Unterdrückte Mädchen
Ursprünglich waren die Mädchen und die Knaben im selben Heim untergebracht. 2015 wurde fernab des ursprünglichen Ortes ein Mädchenhaus eingeweiht. «Dies geschah auf unsere Initiative.» Bei einem Besuch stellte Bänziger fest, dass zwei Mädchen wegen Liebschaften ausgeschlossen werden mussten. «Mädchen werden in den Philippinen stark unterdrückt. Deshalb helfen wir zurzeit vor allem im Mädchenhaus.» Im Januar wurde das Schulhaus mit zwei von uns eingerichteten Schulzimmern eingeweiht. Vorher unterrichteten die Lehrer ihre Schüler im Eingangsbereich des Wohnhauses. Esther Bänziger war bei der Feier dabei. «Die Kinder rufen mich Mama Esther und meinen Sohn Papa Hugo», strahlt sie. «Die Besuche geben mir eine unglaubliche Freude. Denn ich sehe, was diese Kinder, die alle aus dem Elend stammen, erreichen können.» Trotzdem seien die letzten Reisen für sie körperlich und psychisch sehr anstrengend gewesen.

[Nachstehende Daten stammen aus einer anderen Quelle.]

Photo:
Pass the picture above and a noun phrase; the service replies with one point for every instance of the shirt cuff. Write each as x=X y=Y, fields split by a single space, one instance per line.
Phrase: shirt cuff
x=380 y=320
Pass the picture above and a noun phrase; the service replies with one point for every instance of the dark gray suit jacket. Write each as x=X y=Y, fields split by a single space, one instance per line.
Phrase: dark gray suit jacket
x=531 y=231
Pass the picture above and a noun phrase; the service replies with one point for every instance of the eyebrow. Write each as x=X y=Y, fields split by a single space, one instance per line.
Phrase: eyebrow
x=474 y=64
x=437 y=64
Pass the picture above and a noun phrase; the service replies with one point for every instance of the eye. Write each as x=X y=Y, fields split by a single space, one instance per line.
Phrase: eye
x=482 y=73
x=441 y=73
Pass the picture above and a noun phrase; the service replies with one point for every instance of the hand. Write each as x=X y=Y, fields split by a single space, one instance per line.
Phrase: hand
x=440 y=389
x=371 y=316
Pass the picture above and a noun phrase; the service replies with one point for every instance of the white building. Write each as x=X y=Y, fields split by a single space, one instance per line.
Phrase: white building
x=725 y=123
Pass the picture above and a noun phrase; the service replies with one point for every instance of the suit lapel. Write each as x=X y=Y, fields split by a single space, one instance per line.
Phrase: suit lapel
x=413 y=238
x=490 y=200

«Beim letzten Mal bin ich an meine Grenzen gestossen. Ich bin nicht sicher, ob ich noch einmal fliegen werde.» Vor Ort zu schaffen macht ihr auch das feucht-heisse Klima. «Aber es gibt mir auch immer wieder Kraft zurück.» Sie würde jeden Tag an das Kinderheim denken und sich Gedanken über dessen Zukunft machen.
Verantwortung übernehmen
Sie habe die dafür nötige Energie einfach. «Ich schätze mich glücklich dafür. Der Einsatz macht mir schlicht Freude.» Und sie mache eigentlich nur das, was ihr ihre Mutter vorgelebt habe. «Ich bin in einer wenig betuchten Familie aufgewachsen. Trotzdem haben wir immer noch weniger Begüterte unterstützt.» Der Mensch müsse Verantwortung übernehmen, ist sie überzeugt. «Wenn es einem gut geht, ist man verpflichtet, zu helfen.» Es sei toll, dass ihr Sohn das auch so sehe.